Today, the eco calendar contains EMU CPI and Chicago PMI. Outcome of the data risks being mixed for markets (see above). UK markets are closed for a bank holiday, which means traded volumes will be low. Ahead of key US eco data (ISM, ADP, payrolls), and the ECB meeting, this generally sets the stage for a quiet trading session. Today, risk sentiment on equity markets is a wildcard to this scenario given overnight swings and losses on Asian markets. Negative risk sentiment in Europe/US is a positive for core bonds though we note that last week’s safe haven flows were only meagre.

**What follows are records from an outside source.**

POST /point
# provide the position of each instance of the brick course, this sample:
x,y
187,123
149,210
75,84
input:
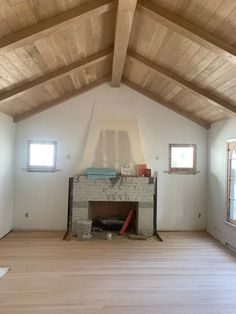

Therefore, we expect the recent highs in the Bund (156.49) and US Note future (129-10+, Dec. Contract!!) to hold, even if equity and/or commodity markets suffer. Return action could be an opportunity to start a cautious sell-on-upticks strategy.

This non-exhaustive information is based on short-term forecasts for expected developments on the financial markets. KBC Bank cannot guarantee that these forecasts will materialize and cannot be held liable in any way for direct or consequential loss arising from any use of this document or its content. The document is not intended as personalized investment advice and does not constitute a recommendation to buy, sell or hold investments described herein. Although information has been obtained from and is based upon sources KBC believes to be reliable, KBC does not guarantee the accuracy of this information, which may be incomplete or condensed. All opinions and estimates constitute a KBC judgment as of the data of the report and are subject to change without notice.